A. Do quê/quem você é íntimo?

M. Do estranhamento-amor, ele é como uma névoa prateada que não queima quando chegam os primeiros raios da manhã edênica, insisto muito no éden, porque ele não é uma ideia.

A. Há amizade entre o homem escritor e o homem civil?

M. Sim, através do Poema desaparece a separação entre uma coisa que vê e a coisa vista, sou inimigo da visão dicotômica entre vida e literatura, tenho a profunda fé na fusão entre Hamlet e Shakespeare, Hamlet escreveu todas as peças de Shakespeare. Um cão é um cão-lobo e não um lobo-cão.
A. Qual a sua espinha? Com o quê/quem conversa?
M. Com o Querubim, ora é um cão, ora é uma criança, ora é um lobo, ora é uma árvore que fala .O Ser é uma pergunta-resposta?

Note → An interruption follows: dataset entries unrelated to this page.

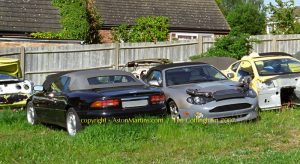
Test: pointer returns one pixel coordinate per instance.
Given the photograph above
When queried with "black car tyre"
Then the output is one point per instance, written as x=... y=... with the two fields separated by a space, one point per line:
x=73 y=122
x=173 y=109
x=31 y=114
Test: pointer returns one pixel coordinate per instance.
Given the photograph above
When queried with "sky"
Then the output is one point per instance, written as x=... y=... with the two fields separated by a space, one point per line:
x=297 y=2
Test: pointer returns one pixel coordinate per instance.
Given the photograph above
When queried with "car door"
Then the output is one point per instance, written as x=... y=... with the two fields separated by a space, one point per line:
x=233 y=70
x=244 y=70
x=59 y=99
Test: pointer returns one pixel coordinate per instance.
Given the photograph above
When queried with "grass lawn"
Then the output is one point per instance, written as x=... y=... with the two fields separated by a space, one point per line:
x=273 y=139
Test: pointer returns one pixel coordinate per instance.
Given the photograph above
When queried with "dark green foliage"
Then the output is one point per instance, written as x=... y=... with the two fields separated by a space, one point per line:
x=283 y=17
x=78 y=21
x=121 y=33
x=146 y=29
x=248 y=19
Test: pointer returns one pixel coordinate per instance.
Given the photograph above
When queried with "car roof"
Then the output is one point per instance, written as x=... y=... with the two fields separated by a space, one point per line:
x=174 y=65
x=267 y=56
x=79 y=79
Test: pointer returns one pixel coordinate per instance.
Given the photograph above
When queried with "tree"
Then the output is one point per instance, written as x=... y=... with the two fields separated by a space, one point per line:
x=79 y=20
x=248 y=18
x=283 y=17
x=146 y=29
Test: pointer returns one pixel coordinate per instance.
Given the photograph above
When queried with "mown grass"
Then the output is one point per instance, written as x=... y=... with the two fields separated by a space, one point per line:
x=274 y=138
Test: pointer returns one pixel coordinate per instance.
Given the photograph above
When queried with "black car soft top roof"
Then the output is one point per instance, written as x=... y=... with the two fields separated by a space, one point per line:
x=79 y=79
x=166 y=66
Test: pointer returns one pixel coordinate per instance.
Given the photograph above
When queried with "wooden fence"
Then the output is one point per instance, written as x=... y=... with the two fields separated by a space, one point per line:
x=38 y=62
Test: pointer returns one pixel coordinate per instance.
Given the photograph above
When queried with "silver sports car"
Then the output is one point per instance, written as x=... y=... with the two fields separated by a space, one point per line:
x=199 y=90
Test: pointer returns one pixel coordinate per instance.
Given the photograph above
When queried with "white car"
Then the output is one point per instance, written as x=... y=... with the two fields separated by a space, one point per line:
x=13 y=90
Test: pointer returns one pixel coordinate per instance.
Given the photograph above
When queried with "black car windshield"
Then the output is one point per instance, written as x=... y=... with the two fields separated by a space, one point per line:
x=6 y=77
x=277 y=66
x=193 y=74
x=110 y=79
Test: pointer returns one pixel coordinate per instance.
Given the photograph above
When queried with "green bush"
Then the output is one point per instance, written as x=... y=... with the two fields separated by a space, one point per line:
x=78 y=21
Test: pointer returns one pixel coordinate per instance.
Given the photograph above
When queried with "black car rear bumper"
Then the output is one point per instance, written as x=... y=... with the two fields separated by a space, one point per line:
x=122 y=113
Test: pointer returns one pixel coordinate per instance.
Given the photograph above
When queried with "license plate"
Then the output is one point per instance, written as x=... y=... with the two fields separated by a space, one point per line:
x=137 y=103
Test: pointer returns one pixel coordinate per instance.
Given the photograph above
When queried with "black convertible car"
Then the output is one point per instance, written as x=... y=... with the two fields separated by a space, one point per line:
x=67 y=98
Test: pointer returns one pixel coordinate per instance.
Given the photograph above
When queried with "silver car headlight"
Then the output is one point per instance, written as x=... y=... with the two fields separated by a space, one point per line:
x=266 y=84
x=250 y=93
x=198 y=100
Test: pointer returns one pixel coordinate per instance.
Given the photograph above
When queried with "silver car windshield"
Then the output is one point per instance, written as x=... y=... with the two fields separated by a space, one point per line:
x=277 y=67
x=193 y=74
x=6 y=77
x=110 y=79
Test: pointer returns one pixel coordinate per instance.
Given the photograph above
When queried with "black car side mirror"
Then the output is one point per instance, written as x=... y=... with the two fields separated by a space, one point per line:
x=154 y=83
x=230 y=75
x=38 y=88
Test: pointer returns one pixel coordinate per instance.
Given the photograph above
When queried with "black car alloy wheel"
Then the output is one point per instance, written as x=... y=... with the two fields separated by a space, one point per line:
x=73 y=122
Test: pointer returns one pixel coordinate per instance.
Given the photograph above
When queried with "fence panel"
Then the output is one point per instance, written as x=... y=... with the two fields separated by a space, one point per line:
x=38 y=62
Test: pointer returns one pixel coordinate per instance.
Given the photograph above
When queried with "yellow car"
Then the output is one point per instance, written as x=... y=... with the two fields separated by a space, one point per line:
x=275 y=77
x=13 y=90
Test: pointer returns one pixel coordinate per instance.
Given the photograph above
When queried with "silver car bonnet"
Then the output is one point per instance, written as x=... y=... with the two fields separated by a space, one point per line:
x=213 y=86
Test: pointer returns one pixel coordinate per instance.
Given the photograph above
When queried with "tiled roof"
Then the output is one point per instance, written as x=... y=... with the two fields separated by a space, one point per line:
x=185 y=15
x=28 y=16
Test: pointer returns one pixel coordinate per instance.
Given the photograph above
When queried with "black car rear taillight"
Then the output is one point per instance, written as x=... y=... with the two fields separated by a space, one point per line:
x=105 y=103
x=157 y=99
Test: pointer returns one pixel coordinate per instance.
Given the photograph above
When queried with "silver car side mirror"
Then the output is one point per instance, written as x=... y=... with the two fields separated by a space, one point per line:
x=37 y=88
x=230 y=75
x=154 y=83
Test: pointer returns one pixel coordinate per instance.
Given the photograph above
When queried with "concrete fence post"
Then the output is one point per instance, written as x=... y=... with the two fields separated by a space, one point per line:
x=274 y=42
x=200 y=44
x=117 y=55
x=22 y=61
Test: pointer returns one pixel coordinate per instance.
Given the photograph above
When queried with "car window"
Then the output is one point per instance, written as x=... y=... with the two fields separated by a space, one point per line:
x=6 y=77
x=277 y=66
x=193 y=74
x=235 y=66
x=110 y=79
x=245 y=70
x=155 y=75
x=62 y=84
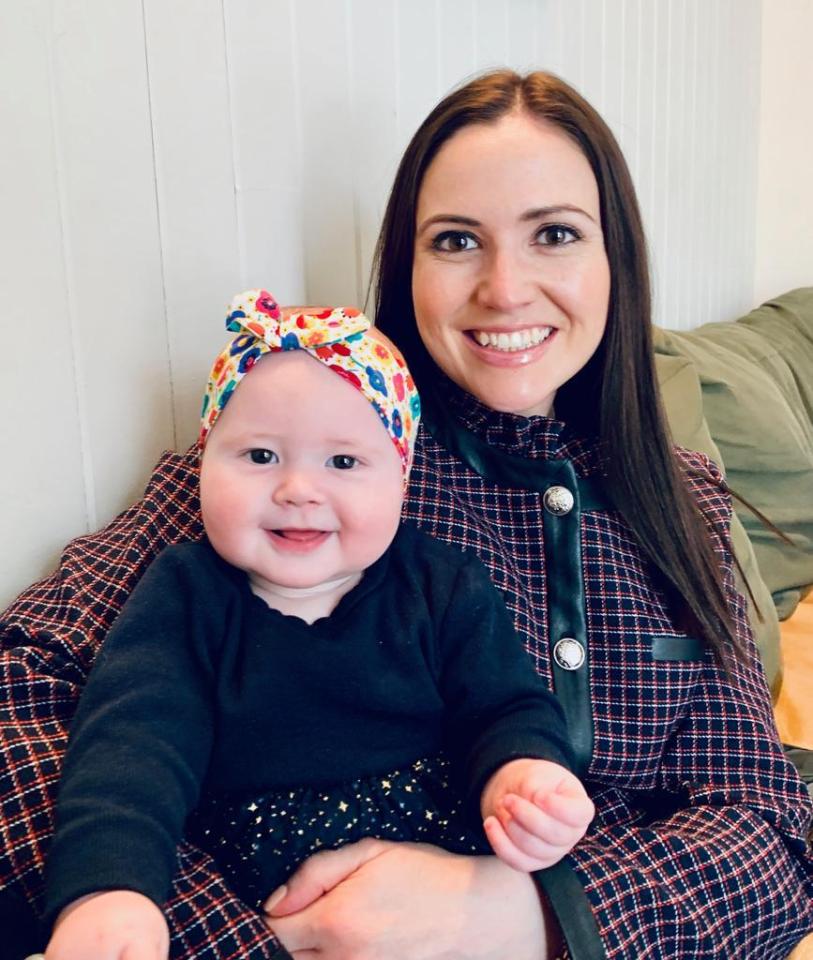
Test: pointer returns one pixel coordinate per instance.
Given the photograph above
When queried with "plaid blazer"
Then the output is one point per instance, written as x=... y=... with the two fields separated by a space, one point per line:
x=699 y=844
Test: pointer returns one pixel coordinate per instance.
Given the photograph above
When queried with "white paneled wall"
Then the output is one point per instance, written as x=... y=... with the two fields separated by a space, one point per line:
x=159 y=155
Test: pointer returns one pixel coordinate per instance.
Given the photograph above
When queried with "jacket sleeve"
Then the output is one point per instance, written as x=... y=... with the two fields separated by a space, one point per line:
x=48 y=640
x=727 y=871
x=498 y=708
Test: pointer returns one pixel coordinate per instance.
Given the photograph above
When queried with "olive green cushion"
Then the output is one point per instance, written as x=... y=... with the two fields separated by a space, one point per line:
x=756 y=376
x=680 y=391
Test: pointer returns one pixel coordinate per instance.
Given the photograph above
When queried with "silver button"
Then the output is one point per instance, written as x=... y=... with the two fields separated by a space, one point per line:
x=569 y=653
x=558 y=501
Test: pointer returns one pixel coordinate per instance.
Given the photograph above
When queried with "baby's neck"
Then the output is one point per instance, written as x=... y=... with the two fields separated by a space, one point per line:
x=307 y=603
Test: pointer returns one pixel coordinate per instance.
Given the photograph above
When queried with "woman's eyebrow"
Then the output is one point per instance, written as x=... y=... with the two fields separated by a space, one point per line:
x=539 y=212
x=536 y=213
x=447 y=218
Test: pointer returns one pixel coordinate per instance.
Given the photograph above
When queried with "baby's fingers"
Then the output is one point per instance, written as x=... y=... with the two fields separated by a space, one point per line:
x=538 y=821
x=572 y=808
x=505 y=848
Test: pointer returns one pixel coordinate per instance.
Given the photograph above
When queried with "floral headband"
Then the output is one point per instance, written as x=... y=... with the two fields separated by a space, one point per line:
x=336 y=337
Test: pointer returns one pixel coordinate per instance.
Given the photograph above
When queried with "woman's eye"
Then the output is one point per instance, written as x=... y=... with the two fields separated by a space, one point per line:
x=260 y=455
x=452 y=241
x=342 y=461
x=556 y=235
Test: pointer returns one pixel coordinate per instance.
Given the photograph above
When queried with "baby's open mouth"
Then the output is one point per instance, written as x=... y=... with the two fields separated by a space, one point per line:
x=300 y=536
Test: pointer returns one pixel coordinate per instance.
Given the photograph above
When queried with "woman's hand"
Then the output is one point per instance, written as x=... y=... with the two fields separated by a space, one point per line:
x=114 y=925
x=406 y=901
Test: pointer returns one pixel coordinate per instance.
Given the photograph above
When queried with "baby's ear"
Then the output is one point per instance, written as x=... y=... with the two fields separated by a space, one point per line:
x=287 y=311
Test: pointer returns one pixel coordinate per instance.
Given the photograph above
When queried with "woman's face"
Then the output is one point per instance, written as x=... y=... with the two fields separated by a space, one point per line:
x=510 y=279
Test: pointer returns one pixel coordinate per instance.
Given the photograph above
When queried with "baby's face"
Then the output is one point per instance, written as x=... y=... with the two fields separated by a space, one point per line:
x=300 y=483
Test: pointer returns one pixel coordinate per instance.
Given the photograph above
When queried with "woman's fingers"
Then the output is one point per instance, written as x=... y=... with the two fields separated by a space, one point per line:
x=319 y=874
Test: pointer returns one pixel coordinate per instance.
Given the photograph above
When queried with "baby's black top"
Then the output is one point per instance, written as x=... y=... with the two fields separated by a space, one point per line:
x=201 y=687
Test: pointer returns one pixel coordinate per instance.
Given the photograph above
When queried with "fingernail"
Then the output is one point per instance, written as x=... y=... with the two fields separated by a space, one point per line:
x=279 y=894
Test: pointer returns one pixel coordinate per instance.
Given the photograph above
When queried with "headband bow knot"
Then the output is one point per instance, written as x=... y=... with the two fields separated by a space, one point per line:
x=338 y=337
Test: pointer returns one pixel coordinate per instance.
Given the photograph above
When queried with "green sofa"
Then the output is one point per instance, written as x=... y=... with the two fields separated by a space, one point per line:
x=742 y=392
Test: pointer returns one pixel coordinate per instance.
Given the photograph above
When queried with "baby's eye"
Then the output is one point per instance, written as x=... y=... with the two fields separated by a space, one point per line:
x=342 y=461
x=454 y=241
x=261 y=455
x=557 y=235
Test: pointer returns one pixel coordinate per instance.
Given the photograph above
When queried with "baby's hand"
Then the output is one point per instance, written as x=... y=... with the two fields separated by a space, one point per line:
x=535 y=812
x=114 y=925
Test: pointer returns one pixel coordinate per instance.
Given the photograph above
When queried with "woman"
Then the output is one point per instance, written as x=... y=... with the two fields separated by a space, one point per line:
x=512 y=273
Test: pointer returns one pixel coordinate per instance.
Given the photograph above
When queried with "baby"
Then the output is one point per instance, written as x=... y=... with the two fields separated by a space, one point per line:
x=313 y=671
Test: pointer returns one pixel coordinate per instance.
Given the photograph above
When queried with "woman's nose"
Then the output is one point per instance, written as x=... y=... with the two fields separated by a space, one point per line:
x=297 y=486
x=506 y=283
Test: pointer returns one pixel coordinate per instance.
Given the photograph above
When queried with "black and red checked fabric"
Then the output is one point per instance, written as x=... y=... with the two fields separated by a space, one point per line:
x=698 y=849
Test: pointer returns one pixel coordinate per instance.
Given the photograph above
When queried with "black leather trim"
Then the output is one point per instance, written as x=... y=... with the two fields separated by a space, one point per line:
x=678 y=648
x=569 y=902
x=566 y=618
x=563 y=567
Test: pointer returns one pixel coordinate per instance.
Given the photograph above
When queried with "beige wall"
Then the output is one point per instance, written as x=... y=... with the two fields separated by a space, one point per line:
x=784 y=234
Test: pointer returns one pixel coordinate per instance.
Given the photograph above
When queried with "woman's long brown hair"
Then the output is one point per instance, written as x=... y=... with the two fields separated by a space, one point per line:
x=615 y=396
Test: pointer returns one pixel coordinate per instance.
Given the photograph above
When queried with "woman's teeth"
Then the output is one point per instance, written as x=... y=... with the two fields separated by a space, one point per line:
x=516 y=340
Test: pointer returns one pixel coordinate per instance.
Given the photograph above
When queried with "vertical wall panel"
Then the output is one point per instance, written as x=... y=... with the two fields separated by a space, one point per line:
x=110 y=240
x=457 y=41
x=418 y=60
x=331 y=268
x=521 y=52
x=264 y=106
x=492 y=33
x=194 y=159
x=373 y=136
x=42 y=490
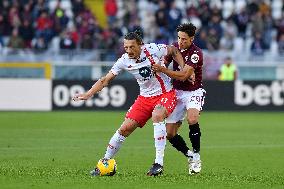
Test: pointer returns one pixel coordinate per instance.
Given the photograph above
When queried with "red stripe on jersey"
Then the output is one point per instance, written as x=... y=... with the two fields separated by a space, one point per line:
x=160 y=80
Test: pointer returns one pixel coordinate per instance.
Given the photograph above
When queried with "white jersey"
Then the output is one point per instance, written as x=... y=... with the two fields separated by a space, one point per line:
x=149 y=83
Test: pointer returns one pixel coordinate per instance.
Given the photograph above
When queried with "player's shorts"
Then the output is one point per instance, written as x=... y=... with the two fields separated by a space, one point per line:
x=185 y=101
x=141 y=110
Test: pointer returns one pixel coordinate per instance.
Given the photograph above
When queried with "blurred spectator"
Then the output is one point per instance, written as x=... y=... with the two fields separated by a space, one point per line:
x=87 y=42
x=39 y=45
x=27 y=33
x=174 y=18
x=258 y=46
x=111 y=10
x=77 y=6
x=66 y=41
x=26 y=13
x=44 y=26
x=204 y=13
x=213 y=41
x=40 y=6
x=14 y=17
x=281 y=45
x=280 y=26
x=228 y=71
x=60 y=19
x=130 y=12
x=161 y=15
x=201 y=39
x=230 y=32
x=257 y=23
x=215 y=24
x=15 y=41
x=241 y=19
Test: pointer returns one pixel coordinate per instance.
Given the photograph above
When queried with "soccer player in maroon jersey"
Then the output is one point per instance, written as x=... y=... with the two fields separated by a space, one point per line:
x=157 y=97
x=190 y=96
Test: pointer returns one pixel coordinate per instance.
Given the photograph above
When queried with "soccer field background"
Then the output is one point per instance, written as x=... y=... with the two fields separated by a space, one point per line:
x=58 y=149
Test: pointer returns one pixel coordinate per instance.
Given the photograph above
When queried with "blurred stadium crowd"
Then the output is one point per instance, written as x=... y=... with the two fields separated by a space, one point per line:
x=233 y=25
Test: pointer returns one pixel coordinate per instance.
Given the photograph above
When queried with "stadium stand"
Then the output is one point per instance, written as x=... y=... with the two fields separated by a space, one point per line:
x=58 y=30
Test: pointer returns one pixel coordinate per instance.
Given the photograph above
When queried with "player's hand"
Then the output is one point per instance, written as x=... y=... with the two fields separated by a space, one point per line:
x=78 y=97
x=157 y=68
x=192 y=79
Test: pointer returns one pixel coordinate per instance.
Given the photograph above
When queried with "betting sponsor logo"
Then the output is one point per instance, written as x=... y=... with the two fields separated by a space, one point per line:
x=114 y=96
x=194 y=58
x=261 y=94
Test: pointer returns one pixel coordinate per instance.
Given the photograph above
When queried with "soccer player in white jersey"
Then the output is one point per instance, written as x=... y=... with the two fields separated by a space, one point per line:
x=157 y=98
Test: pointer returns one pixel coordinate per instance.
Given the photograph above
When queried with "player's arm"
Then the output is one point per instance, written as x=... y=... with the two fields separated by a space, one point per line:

A. O que aprendeu escrevendo?

M. Escrevendo aprendi a ler, do mesmo modo, quando alguém ama , aprende a escutar.

A. Há impropriedade?

M. Na dúvida, sim. Este trabalho que fazemos exige uma fé para além do pensamento e da palavra. Mas existem os que vivem no reino do entre e nesse caso as impropriedades são constantes e absurdas.

A. Como você lê? Você é leitor do que escreve? Como vê aqueles que e lêem?

M. Não saber e não ver são atributos da fé. Não sei o que é e não vejo o quê me lê. Não sei quem são, nem o que são. Mas sei de um modo sobrenatural que eles estão perto de mim, estou do outro lado da calçada na rua que aparece nos sonhos deles, sejam eles computadores ou pessoas, árvores ou nuvens, pedras ou lagos.